Interview with Dragan Banjevic
Q: Dr. Banjevic, I understand that EXAKT uses past failures, to develop a predictive model. Does that mean that companies must have many catastrophic functional failures before they can use your program?
A: I think that you have expressed some of the usual and basic concerns - data availability and data quality. Here are two typical situations that we have encountered.
Case 1. You have a single asset, say a pump, that has been operating for 30 years without failure. Probably you will have, for this pump, a lot of condition data (for example vibration, flow rates, motor current, etc.) taken at regular intervals, but no failure data. Alternatively, you have a brand new pump of a new design on which you have no experience at all.

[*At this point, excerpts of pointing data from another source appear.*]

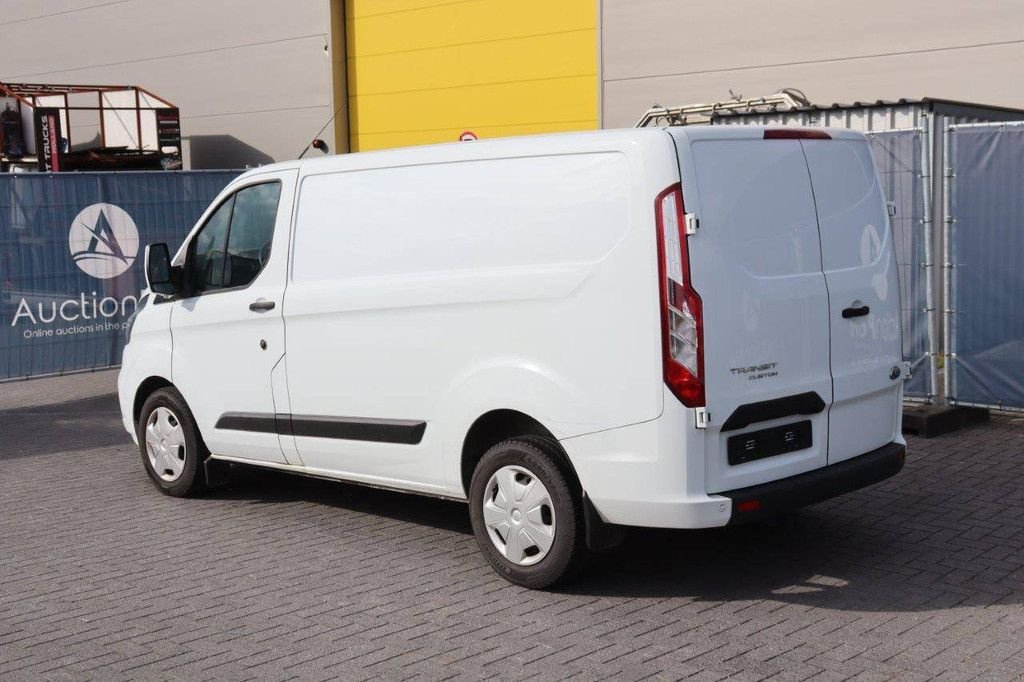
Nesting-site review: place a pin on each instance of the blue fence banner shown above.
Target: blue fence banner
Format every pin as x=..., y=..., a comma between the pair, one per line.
x=71, y=259
x=986, y=237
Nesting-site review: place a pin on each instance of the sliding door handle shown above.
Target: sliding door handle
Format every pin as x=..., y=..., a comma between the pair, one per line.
x=855, y=311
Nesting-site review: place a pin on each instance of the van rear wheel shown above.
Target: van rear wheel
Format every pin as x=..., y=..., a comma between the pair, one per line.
x=170, y=444
x=526, y=515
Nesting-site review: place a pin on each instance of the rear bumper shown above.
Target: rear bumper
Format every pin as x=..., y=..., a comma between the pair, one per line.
x=758, y=502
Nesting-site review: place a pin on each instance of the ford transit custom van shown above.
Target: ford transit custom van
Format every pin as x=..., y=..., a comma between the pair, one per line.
x=677, y=328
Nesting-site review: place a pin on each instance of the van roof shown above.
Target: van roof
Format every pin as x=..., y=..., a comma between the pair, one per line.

Case 2. You have equipment and/or fleets of similar equipment. Over the years, you have accumulated large databases (or files of paper reports) containing condition monitoring data. During the same period you will have operated a CMMS, and you will have recorded (more or less accurately) the failures that occurred and the maintenance that has been performed on these assets.
Do these two cases just about cover the range of situations that you are familiar with?

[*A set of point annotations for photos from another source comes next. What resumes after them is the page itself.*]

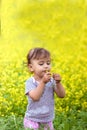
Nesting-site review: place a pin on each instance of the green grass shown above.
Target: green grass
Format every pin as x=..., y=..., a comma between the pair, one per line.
x=59, y=26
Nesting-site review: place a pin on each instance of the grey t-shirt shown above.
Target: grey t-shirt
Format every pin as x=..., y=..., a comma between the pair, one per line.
x=42, y=110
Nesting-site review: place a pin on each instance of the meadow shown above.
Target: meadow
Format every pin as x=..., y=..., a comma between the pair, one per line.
x=60, y=27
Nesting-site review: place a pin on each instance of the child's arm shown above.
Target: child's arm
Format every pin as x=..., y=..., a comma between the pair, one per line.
x=59, y=89
x=36, y=93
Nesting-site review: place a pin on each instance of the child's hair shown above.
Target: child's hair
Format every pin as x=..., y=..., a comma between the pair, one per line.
x=37, y=53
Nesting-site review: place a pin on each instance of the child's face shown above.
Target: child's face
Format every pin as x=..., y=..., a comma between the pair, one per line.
x=40, y=67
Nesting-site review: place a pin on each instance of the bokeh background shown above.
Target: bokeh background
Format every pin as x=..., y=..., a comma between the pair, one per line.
x=61, y=27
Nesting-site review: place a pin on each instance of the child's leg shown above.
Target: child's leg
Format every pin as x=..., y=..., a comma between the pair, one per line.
x=30, y=125
x=49, y=126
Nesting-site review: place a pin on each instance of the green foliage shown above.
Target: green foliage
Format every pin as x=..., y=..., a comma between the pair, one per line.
x=60, y=27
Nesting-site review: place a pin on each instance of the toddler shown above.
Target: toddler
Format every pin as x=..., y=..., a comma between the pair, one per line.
x=40, y=90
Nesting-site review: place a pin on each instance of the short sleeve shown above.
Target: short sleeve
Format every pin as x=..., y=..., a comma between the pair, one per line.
x=29, y=85
x=54, y=83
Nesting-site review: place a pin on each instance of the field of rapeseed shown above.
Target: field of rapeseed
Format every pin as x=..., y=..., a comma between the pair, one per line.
x=59, y=26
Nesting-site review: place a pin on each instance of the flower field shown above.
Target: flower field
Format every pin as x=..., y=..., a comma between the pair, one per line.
x=62, y=29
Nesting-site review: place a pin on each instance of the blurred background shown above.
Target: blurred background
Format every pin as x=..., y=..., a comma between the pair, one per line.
x=61, y=27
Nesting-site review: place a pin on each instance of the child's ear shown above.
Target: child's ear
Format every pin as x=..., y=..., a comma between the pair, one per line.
x=30, y=67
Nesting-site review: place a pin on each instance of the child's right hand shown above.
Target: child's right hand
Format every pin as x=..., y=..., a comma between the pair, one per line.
x=46, y=78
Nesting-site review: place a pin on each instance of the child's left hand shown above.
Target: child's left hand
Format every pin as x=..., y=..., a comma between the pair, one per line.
x=57, y=78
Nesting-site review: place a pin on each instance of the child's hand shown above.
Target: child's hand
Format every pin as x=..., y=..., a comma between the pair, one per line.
x=46, y=78
x=57, y=78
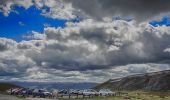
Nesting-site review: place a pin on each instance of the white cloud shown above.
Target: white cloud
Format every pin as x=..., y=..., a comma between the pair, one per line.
x=86, y=51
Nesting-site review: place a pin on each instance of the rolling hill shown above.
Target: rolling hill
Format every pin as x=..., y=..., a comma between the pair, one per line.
x=156, y=81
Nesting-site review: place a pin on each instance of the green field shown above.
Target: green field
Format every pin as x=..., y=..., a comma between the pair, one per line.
x=135, y=96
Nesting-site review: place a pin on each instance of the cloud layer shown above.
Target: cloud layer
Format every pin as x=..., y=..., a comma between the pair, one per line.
x=96, y=48
x=82, y=50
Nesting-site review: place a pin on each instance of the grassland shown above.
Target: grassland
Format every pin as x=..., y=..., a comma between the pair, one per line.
x=135, y=96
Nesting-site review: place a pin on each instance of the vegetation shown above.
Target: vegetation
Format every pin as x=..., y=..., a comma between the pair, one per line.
x=138, y=95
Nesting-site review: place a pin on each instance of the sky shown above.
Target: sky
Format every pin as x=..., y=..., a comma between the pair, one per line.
x=82, y=41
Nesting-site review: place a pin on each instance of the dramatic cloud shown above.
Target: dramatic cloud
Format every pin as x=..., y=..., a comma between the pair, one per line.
x=137, y=9
x=83, y=50
x=70, y=9
x=96, y=48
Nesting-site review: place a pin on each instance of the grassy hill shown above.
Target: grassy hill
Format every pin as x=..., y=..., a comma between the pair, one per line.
x=156, y=81
x=6, y=86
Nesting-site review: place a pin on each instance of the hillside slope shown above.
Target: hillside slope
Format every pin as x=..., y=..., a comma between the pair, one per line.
x=156, y=81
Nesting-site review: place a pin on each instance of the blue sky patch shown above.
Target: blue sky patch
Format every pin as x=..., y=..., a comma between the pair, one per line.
x=16, y=25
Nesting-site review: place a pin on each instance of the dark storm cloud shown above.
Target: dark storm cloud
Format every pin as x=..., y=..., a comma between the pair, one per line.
x=139, y=9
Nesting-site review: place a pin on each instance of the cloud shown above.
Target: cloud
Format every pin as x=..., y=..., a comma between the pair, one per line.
x=57, y=8
x=137, y=9
x=83, y=50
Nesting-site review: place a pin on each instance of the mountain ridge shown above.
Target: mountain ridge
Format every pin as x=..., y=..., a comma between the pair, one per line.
x=155, y=81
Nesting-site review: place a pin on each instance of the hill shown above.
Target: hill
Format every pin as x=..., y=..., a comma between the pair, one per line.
x=156, y=81
x=6, y=86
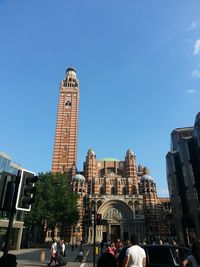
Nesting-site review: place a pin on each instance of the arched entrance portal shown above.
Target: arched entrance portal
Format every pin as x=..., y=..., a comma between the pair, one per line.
x=118, y=222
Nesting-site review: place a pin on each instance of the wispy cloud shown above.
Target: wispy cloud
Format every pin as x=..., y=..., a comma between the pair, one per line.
x=196, y=74
x=191, y=91
x=193, y=25
x=197, y=47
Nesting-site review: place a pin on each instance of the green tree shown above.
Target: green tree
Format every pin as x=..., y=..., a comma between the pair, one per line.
x=55, y=204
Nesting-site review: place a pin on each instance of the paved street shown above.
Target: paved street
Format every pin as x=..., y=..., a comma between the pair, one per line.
x=31, y=257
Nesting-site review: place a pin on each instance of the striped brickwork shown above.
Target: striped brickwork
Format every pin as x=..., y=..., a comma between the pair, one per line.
x=66, y=136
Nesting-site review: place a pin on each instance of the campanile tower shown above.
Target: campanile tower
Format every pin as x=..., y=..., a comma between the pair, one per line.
x=66, y=136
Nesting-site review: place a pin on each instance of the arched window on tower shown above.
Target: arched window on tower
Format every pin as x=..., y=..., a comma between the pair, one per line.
x=68, y=103
x=113, y=190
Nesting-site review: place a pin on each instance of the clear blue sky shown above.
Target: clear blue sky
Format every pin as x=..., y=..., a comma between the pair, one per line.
x=138, y=64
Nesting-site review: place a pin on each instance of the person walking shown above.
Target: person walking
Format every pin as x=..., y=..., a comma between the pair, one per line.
x=53, y=253
x=63, y=248
x=135, y=255
x=194, y=258
x=122, y=253
x=107, y=259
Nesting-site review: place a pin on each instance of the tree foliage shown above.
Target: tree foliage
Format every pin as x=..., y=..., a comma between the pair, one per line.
x=55, y=203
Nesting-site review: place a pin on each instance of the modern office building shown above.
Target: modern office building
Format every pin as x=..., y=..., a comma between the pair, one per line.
x=183, y=175
x=121, y=191
x=6, y=165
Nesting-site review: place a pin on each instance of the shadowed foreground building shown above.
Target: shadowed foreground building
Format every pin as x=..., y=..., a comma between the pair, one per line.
x=183, y=174
x=121, y=191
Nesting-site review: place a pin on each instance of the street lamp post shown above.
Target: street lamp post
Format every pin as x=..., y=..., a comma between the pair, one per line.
x=94, y=235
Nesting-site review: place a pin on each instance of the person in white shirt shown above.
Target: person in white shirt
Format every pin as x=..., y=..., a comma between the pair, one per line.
x=135, y=255
x=63, y=248
x=54, y=255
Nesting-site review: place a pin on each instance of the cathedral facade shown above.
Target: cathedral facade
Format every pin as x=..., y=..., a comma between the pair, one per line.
x=120, y=192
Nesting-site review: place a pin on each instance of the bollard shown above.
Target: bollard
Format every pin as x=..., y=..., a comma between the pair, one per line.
x=42, y=256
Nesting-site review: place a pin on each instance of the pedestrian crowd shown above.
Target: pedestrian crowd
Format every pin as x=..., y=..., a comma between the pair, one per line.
x=131, y=254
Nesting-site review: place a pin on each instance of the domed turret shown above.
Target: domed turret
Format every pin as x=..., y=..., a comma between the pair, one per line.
x=91, y=152
x=71, y=72
x=146, y=177
x=130, y=152
x=78, y=178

Q: Yes, I think the second case is more common. Would you address Case 2 first?
A: Certainly. In most plants, some functional failures and numerous potential failures[1] do occur. The following would be a typical scenario for the development of one or more CBM optimization models:
1. You have a machine (or sometimes a fleet of machines).
2. Over time you record various measurements on a periodic (daily, weekly, monthly, etc.) basis. For example: load, vibration, amperage, phase, or whatever else may be appropriate. Those readings would also include working age measured in some service usage unit that describes the accumulating stress on the machine. Say fuel consumed, or widgets produced. In EXAKT we call each set of measurements taken at more or less regular intervals, an Inspection.

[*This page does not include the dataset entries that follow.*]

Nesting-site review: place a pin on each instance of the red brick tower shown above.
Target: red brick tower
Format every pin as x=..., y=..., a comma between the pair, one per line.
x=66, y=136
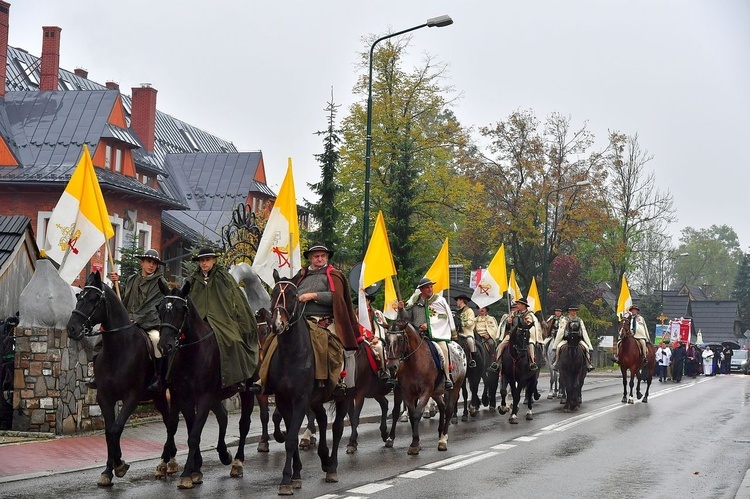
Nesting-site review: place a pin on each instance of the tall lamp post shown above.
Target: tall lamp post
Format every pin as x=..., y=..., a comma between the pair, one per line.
x=437, y=22
x=546, y=250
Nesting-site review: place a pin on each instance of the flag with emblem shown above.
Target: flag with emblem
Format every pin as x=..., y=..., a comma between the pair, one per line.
x=278, y=248
x=79, y=224
x=494, y=281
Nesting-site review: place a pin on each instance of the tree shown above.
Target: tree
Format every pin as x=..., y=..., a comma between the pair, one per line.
x=324, y=211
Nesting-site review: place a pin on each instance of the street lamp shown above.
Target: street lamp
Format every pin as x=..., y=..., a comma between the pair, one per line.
x=546, y=218
x=437, y=22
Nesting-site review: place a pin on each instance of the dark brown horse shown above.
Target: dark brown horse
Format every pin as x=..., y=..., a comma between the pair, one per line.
x=195, y=381
x=123, y=370
x=419, y=379
x=291, y=378
x=630, y=359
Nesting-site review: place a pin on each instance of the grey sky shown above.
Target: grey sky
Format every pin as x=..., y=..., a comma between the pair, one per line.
x=260, y=73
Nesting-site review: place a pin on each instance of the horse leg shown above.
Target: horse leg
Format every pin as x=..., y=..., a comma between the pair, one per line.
x=247, y=404
x=263, y=409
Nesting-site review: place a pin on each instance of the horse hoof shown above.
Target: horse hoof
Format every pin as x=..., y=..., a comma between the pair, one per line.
x=185, y=483
x=121, y=469
x=285, y=490
x=104, y=480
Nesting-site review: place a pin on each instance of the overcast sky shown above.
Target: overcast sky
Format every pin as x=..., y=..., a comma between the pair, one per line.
x=677, y=73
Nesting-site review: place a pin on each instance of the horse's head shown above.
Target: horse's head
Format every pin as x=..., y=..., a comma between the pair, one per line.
x=91, y=307
x=283, y=303
x=173, y=316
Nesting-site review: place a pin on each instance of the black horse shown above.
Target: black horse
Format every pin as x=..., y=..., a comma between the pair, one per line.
x=514, y=366
x=195, y=381
x=123, y=370
x=291, y=378
x=573, y=368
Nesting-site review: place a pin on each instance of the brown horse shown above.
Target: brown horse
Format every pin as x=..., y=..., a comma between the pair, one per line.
x=420, y=379
x=629, y=355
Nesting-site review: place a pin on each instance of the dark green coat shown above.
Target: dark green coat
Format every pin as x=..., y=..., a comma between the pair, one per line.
x=220, y=301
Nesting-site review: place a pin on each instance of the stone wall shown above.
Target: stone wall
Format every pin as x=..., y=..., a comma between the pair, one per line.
x=50, y=394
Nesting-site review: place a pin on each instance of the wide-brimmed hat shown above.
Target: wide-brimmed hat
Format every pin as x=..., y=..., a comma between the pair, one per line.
x=205, y=252
x=424, y=282
x=152, y=254
x=318, y=247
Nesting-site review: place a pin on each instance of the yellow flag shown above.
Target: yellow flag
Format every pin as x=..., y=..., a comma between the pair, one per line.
x=624, y=301
x=439, y=273
x=513, y=289
x=535, y=304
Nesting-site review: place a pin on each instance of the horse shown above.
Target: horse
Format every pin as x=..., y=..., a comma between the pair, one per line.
x=123, y=370
x=514, y=366
x=195, y=381
x=419, y=379
x=629, y=355
x=291, y=378
x=573, y=369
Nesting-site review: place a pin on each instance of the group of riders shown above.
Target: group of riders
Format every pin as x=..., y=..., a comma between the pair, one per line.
x=325, y=300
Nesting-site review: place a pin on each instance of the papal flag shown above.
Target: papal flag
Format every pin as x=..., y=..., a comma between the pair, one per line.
x=376, y=266
x=278, y=248
x=624, y=301
x=79, y=224
x=513, y=290
x=494, y=281
x=535, y=304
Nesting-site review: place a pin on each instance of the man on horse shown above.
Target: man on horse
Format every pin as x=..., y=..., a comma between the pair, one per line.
x=524, y=319
x=140, y=297
x=639, y=330
x=220, y=301
x=325, y=293
x=431, y=314
x=573, y=324
x=468, y=319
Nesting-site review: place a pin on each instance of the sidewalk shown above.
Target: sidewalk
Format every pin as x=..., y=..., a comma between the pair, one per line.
x=23, y=457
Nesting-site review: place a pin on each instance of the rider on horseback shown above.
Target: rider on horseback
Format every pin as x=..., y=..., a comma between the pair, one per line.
x=140, y=297
x=468, y=320
x=569, y=324
x=431, y=314
x=524, y=319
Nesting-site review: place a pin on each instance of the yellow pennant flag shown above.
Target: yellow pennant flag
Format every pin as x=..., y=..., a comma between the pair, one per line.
x=624, y=301
x=513, y=289
x=278, y=248
x=535, y=304
x=79, y=224
x=439, y=273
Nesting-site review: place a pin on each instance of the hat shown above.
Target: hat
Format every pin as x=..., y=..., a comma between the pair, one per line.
x=317, y=247
x=204, y=252
x=424, y=282
x=152, y=254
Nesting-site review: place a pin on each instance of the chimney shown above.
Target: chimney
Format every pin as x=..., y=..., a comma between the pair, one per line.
x=50, y=58
x=4, y=15
x=143, y=114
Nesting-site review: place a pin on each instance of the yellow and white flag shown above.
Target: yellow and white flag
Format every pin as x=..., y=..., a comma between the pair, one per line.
x=513, y=290
x=278, y=248
x=535, y=304
x=376, y=266
x=624, y=301
x=494, y=281
x=79, y=224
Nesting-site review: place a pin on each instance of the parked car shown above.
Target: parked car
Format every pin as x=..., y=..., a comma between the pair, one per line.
x=740, y=361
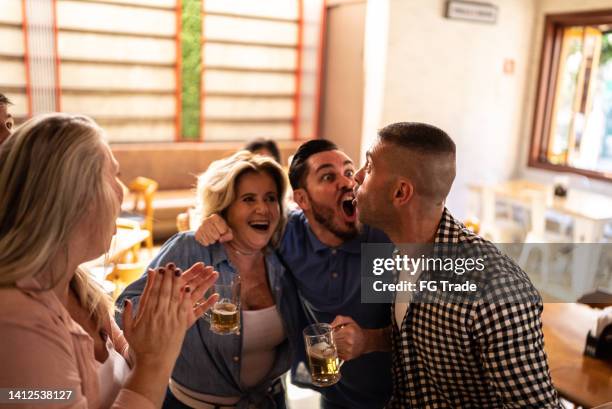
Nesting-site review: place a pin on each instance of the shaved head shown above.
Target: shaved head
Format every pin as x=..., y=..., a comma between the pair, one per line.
x=423, y=154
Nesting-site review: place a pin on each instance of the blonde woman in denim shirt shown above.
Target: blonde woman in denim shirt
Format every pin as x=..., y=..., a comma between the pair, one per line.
x=244, y=370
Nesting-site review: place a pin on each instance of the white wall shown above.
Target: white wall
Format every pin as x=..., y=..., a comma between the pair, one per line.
x=552, y=7
x=374, y=69
x=450, y=73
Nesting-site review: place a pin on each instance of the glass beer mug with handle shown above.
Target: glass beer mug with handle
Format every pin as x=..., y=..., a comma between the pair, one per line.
x=322, y=354
x=224, y=316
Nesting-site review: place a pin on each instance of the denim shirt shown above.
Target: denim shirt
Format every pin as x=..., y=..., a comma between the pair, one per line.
x=210, y=363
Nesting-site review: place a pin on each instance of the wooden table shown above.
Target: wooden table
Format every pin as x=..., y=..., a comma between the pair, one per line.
x=122, y=242
x=580, y=379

3. Once in a while you see some anomaly in the data, and you feel that you should do a deeper (more intrusive) "Inspection". Or, you (i.e. the maintainer) perform a time based maintenance task. In either case you physically inspect one or more components in the machine. You find that one of the components is in a failing state. You have, thus, discovered a potential failure.[2] You record this observation in the CMMS as an event which you might name "EFP1" (ending with potential failure type 1 – a potential failure of component X or of failure mode Y, for example).
4. You repeat steps 1 to 3 over time. That is how you normally accumulate a "sample" of condition and event data. (By the way, you are making use of an important function of your CMMS by populating it with this type of data. After all, you paid good money for the CMMS. Why not use its historical data recording capabilities to their fullest?[3]
5. Sometimes (as will happen) you will have missed detecting a potential failure soon enough, and you will experience a real (functional) failure. This, as well, becomes part of your historical database (i.e. your sample).
6. Over time you will have experienced several failure modes at the potential failure stage, and perhaps one or two actual functional failures. (Now, at last, you have a good sample). You analyze this sample in EXAKT and you build a model that can be used for automated prediction (residual life estimation) and optimal CBM decision making.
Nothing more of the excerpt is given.